Yahya Moro Yapha, Germany based Gambian social and human rights advocate, has strongly criticized German Cabinet approved legislation in October that is intended to ease deportations of unsuccessful asylum-seekers.

The German Cabinet approved legislation in October that is intended to ease deportations of unsuccessful asylum-seekers as Chancellor Olaf Scholz seeks to defuse migration as a political problem.

The draft legislation, which would need parliamentary approval to take effect, foresees increasing the maximum length of pre-deportation custody from 10 days to 28 and specifically facilitating the deportation of people who are members of a criminal organization.

It also would authorize residential searches for documentation that enables officials to firmly establish a person’s identity, as well as remove authorities’ obligation to give advance notice of deportations in some cases.

Yapha, the diaspora mentor at Migration Media Network, described the approved cabinet plan to speed up deportation of unsuccessful asylum seekers  as contradictory and double standards as the amount of capital and resources put into these practices puts aside the inhumane practice and the psychological damage it causes.

He explained that 60 people were deported with two costly charter flights specifically to Gambia, hundreds of thousands of the same young people knowing or unknowing takes all the risks and measures to arrive on European soil, most of whom want to come to Germany as they represent the economic potential for those migrants who one way or another are drawn into the same system in which those who arrive before them are trapped and are the victims of the so-called ‘tougher migration policy’.

He pointed out that this change nothing nor does it provide a long term solution for those facing the same dilemma of deportation.

He stressed that smart migration policies will offer smart solutions to the ongoing migration crisis if they are approached and managed intelligently.

Germany’s shelters for migrants and refugees have been filling up in recent months as significant numbers of asylum-seekers add to more than 1 million Ukrainians who have arrived since the start of Russia’s war in their homeland.

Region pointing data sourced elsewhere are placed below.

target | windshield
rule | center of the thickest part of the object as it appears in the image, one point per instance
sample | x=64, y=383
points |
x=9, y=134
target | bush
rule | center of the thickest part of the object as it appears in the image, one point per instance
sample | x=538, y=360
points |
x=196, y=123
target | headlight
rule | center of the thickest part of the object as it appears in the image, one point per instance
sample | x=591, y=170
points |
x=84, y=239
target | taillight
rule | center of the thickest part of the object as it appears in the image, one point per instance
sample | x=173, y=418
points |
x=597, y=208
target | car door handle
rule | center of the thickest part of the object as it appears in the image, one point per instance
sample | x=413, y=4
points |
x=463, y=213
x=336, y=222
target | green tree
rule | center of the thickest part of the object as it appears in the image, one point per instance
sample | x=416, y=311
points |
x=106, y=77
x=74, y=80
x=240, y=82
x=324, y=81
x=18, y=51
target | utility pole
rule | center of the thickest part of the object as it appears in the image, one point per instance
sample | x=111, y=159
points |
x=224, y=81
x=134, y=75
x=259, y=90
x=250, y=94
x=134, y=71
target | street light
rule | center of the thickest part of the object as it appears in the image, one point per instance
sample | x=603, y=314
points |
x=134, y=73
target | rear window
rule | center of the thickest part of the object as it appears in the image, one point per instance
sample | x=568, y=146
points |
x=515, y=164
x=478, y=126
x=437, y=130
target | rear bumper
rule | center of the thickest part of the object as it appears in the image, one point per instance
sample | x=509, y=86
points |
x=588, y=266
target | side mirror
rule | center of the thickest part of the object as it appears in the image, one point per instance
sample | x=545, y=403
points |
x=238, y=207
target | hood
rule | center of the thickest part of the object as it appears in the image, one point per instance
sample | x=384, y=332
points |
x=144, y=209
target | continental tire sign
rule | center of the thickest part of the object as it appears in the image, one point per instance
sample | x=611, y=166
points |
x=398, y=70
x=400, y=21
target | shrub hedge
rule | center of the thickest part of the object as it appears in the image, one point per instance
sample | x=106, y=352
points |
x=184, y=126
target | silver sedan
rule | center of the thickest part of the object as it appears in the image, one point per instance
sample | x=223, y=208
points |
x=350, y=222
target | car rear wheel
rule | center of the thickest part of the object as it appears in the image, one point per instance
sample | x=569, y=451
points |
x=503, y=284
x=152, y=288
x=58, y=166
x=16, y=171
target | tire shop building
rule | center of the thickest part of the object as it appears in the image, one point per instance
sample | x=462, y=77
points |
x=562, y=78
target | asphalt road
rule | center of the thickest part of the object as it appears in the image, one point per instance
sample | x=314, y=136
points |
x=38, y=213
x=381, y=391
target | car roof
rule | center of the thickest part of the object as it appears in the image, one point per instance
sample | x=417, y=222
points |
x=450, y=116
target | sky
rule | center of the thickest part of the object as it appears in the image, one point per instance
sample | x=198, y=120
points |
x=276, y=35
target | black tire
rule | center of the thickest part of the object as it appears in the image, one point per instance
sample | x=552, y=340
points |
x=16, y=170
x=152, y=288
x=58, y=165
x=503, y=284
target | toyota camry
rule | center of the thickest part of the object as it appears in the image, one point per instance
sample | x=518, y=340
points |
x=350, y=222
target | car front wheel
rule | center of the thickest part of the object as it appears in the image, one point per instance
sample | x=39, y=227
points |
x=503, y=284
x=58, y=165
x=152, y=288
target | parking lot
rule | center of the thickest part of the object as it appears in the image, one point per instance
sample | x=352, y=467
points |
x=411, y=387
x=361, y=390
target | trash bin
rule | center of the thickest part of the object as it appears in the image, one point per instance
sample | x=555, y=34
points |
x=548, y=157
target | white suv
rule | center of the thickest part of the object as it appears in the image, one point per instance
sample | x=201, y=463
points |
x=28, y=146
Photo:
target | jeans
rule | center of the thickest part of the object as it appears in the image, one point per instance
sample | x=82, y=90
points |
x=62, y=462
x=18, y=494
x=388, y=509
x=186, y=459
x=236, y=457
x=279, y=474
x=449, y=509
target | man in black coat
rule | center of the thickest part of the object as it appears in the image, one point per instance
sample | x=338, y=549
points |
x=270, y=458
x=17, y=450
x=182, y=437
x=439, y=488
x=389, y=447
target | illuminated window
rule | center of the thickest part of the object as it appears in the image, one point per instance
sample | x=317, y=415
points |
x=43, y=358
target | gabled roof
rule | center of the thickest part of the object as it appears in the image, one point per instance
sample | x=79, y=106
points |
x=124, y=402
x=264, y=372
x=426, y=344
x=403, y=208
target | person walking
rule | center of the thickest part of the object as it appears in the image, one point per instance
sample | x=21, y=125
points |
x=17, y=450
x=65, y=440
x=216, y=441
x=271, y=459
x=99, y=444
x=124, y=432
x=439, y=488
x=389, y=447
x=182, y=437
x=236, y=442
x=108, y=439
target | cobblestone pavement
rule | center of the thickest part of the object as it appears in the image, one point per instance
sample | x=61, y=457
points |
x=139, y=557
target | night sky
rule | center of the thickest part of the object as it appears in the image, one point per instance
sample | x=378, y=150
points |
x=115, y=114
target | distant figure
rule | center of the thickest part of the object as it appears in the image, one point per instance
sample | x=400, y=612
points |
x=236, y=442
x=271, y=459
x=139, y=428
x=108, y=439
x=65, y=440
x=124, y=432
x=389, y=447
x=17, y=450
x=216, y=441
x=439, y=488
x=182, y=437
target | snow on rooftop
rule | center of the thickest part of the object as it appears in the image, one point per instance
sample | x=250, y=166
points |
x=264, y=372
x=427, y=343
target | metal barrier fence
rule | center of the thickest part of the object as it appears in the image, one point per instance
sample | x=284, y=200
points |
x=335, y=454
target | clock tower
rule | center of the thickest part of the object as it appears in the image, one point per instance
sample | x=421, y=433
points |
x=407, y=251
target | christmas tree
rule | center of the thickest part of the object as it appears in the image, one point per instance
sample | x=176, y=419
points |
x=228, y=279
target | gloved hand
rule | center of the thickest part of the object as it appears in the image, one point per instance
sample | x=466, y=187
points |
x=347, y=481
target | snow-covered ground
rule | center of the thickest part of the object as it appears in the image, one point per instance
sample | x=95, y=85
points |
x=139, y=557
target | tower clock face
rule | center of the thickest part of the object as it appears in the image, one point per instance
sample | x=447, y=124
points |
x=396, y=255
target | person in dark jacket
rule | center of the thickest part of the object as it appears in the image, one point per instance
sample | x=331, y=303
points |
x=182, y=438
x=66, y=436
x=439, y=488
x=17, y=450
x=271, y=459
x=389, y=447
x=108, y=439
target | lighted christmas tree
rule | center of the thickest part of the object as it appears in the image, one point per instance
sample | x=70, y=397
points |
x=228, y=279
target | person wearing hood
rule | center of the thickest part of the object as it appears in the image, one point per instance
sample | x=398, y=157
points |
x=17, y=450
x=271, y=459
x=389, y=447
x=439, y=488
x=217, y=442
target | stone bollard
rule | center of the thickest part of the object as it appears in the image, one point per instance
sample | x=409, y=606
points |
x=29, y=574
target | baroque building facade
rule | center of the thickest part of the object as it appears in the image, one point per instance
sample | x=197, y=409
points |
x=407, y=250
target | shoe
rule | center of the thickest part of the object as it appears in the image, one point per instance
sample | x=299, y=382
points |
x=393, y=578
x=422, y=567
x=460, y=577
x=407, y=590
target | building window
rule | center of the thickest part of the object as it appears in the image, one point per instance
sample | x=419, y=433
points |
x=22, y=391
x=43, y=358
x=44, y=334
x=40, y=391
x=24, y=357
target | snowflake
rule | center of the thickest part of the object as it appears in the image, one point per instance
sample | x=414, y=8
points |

Scholz has signaled a new desire to take charge of migration issues following regional elections on Oct. 8 in which voters punished his quarrelsome three-party coalition.

Interior Minister Nancy Faeser first announced the new legislation two weeks ago. Scholz said last week that Germany needs to start deporting “on a large scale” migrants who aren’t entitled to stay.

“To protect the fundamental right to asylum, we must significantly limit irregular migration,” Faeser said Wednesday. “Those who have no right to stay must leave our country again.”

She said Germany has deported about 27% more people this year so far than a year earlier, “but there is a significant need for action.”

The majority of rejected asylum-seekers in Germany still have at least temporary permission to stay for reasons that can include illness, a child with residency status or a lack of ID.

It remains to be seen how much difference the new rules will make. Deportations can fail for a variety of reasons, including those the legislation addresses but also a lack of cooperation by migrants’ home countries. Germany is trying to strike agreements with various nations to address that problem while also creating opportunities for legal immigration.

Faeser said she also wants to increase the minimum and maximum sentences for people who smuggle migrants, and hopes the Cabinet can approve those changes in early November.

She said she plans to extend by at least 20 days checks on Germany’s borders with Poland, the Czech Republic and Switzerland.